I'm having a heck of a time with this problem... I'm hoping someone out there has the solution.
This hybrid regular expression (taken from Mastering Regular Expressions and user input on this site in
this article),
is used to remove all comments from a JavaScript file.
For 95% of the scripts out there, this works....
The first problem was when the file contained Regex code... we weren't stripping the comments correctly.
We solved that by putting into the regular expression a branch of code to match regexes that we wanted.
The problem we are facing now is that certain regular expressions are obviously not being matched, and
thus the file doesn't get stripped properly.
Can someone either (a) tell me what is wrong with the regex, or (b) provide me with a regex that will
successfully parse a JavaScript file? The one provided below simply doesn't cut it.
$strOutput =~ s{ # First, we'll list things we want
# to match, but not throw away
(
(?: # Match RegExp
[\(=]\s* # start with ( or =
/ [^\r\n\*\/][^\r\n\/]* / # All RegExps start and end
# with slash, but first one
# must not be followed by *
# and cannot contain newline
# chars
#
# var re = /\*/;
# a = b.match (/x/);
)
| # -or-
[^"'/]+ # other stuff
| # -or-
(?:"[^"\\]*(?:\\.[^"\\]*)*" [^"'/]*)+ # double quoted string
| # -or-
(?:'[^'\\]*(?:\\.[^'\\]*)*' [^"'/]*)+ # single quoted constant
)
|
# or we'll match a comment. Since it's not in the
# $1 parentheses above, the comments will disappear
# when we use $1 as the replacement text.

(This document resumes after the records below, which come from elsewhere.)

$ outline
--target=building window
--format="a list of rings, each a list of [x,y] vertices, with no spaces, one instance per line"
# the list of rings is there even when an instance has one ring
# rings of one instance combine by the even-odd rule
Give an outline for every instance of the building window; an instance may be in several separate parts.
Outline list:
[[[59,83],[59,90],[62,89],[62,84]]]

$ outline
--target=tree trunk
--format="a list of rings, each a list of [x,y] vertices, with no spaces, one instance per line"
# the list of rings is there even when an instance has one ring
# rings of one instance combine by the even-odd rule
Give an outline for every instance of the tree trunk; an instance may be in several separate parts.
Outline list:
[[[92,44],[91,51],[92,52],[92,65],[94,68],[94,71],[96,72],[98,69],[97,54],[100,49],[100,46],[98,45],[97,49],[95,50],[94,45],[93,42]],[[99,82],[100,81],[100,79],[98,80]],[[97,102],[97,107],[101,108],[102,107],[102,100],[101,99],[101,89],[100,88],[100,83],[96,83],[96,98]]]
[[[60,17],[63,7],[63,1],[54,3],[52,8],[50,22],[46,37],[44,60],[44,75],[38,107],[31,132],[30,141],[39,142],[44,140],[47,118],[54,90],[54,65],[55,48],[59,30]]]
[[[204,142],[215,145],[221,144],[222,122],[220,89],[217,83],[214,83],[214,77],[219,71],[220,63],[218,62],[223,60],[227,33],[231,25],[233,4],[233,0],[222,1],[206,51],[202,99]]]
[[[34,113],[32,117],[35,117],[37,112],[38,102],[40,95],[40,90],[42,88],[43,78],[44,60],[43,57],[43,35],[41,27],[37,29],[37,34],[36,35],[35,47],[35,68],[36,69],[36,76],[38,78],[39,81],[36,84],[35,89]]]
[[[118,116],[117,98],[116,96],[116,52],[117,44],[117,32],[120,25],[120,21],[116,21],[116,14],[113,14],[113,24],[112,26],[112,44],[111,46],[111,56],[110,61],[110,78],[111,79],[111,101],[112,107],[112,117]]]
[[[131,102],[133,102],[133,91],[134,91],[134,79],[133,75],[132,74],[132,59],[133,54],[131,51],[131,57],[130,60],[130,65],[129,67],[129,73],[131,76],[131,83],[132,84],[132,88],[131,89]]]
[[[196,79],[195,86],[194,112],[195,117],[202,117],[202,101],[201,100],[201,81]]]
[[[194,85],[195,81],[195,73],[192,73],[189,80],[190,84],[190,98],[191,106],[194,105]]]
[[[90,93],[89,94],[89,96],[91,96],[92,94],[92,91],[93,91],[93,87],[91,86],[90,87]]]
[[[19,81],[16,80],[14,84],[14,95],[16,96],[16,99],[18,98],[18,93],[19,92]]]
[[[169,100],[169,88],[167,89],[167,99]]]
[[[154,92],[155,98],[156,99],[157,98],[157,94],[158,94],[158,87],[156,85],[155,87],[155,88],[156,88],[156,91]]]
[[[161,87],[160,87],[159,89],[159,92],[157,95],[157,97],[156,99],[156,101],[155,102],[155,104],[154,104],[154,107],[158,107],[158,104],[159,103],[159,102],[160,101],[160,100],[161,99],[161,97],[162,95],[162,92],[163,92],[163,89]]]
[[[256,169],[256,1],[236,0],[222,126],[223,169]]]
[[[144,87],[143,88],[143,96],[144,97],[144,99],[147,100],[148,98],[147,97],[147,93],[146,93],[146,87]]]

/ # (all comments start with a slash)
(?:
\*[^*]*\*+(?:[^/*][^*]*\*+)*/ # traditional C comments
| # -or-
/[^\n]* # C++ //-style comments
)
}{$1}gsx;
I tried rewriting this regex with better code (from
Japhy to match a JavaScript Regex - and works quite
well on its own - but this doesn't work either for this use:
$strOutput =~ s{ # First, we'll list things we want
# to match, but not throw away
(
# Match a regular expression (they start with ( or =).
# Then the have a slash, and end with a slash.
# The first slash must not be followed by * and cannot contain
# newline chars. eg: var "re = /\*/;" or "a = b.match (/x/);"
(?:
[\(=] \s*
/
(?:
# char class contents
\[ \^? ]? (?: [^]\\]+ | \\. )* ]
|
# escaped and regular chars (\/ and \.)
(?: [^[\\\/]+ | \\. )*
)*
/[gi]*
)
| # or other stuff
(?:
[^"'/]+
)
| # or double quoted string
(?:
"[^"\\]* (?:\\.[^"\\]*)*" [^"'/]*
)+
| # or single quoted constant
(?:
'[^'\\]* (?:\\.[^'\\]*)*' [^"'/]*
)+
)
|
# or we'll match a comment. Since it's not in the
# $1 parentheses above, the comments will disappear
# when we use $1 as the replacement text.
/ # (all comments start with a slash)
(?:
# traditional C comments
(?:
\* [^*]* \*+
(?: [^/*] [^*]* \*+ )*
/
)
| # or C++ //-style comments
(?:
/ [^\n]*
)
)
}{$1}gsx;
Sample Code
In this sample file, we have a variety of regular expressions and comments.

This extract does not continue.